The moral of the story here is to make sure everyone has enough space to work comfortably. Space utilization is great, but it shouldn’t come at the expense of employee comfort.
2. Concentration demands quiet
An office is a busy place. Phones are ringing, people are chatting, and everyone is moving around. There’s a lot of stimuli, which means plenty of distractions:
Jane has an important client call at 3 p.m., but keeps getting questions from coworkers about another project. She doesn’t have enough time to review the client notes before the call because of the distractions. Even worse, when her call does come in, she can barely hear her client and it’s hard to concentrate.
Not every business can afford individual office space for employees. Luckily, there’s a better way to create quiet work areas. Create one or two designated quiet rooms. Or, explore the potential of a space that’s away from the usual workplace buzz that can be booked as-needed.
An open office might be great for collaboration, but quiet spaces are still important. Even if it’s not for work, having a place where employees can get a little peace will do wonders for morale.
3. Poor scheduling derails productivity
In larger workplaces with agile spaces, good office design can quickly go bad if there’s no oversight. Without scheduling protocols, disagreements detract from everyone’s productivity:
Team 1 is headed to the conference room for a brainstorming session on a big project. When they arrive, they find Team 2 already using it. After arguing for 20 minutes about who gets it, Team 1 decides to try the multipurpose room. However, Team 3 is already there. Team 1’s project is more important, which forces Team 3 to relocate, starting yet another search for an accommodating space.
This scenario manages to kill the productivity of three different groups and wastes valuable work time. Disruptions and distractions like this can throw off the sync of a team and lead to unnecessary friction.
The solution here is simple. Using CAFM (more information on what is CAFM) or IWMS software (more information on what is IWMS software) to book rooms and reserve space eliminates double-ups. They’ll also give you insight when designing new spaces—you might need more collaborative space than you think based on past bookings.

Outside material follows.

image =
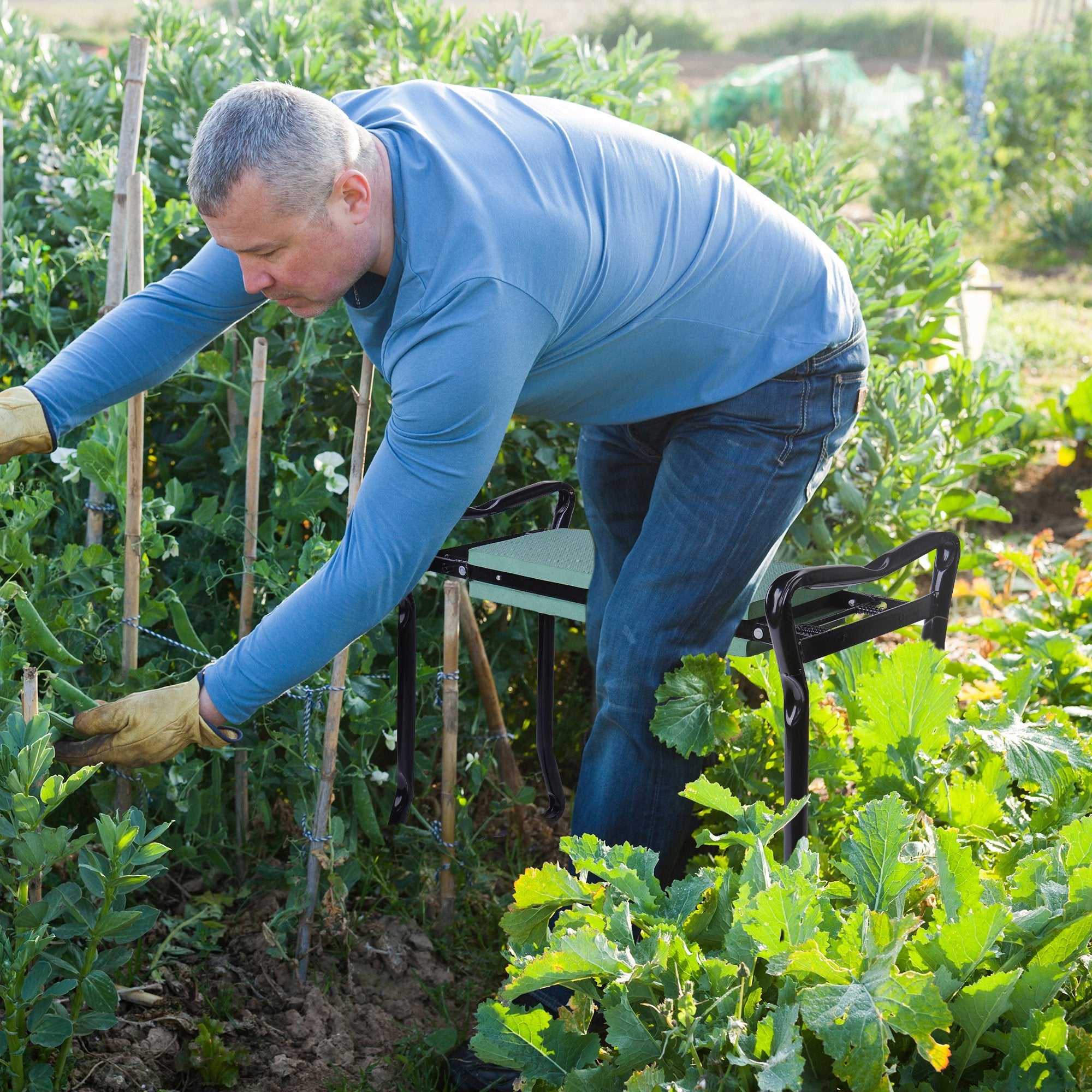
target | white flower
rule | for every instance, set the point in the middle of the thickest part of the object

4. Neighborhoods need planning
Nothing shows how bad office design hurts productivity like a poorly designed desk neighborhood. Clustering people who don’t work well together detracts from everyone’s productivity (here's the best office layout for productivity):
Jim and Sandy are always at odds, clashing about how to approach projects. They sit right next to each other, with two other people in their desk group. Despite being on different projects, they’re constantly arguing and distracting their desk mates. Additionally, Jim is located far away from the rest of his team, while Sandy’s team is part of the desk cluster. When either of them ask for opinions, it creates tension among the entire group because no one wants to disagree with Sandy, their group leader.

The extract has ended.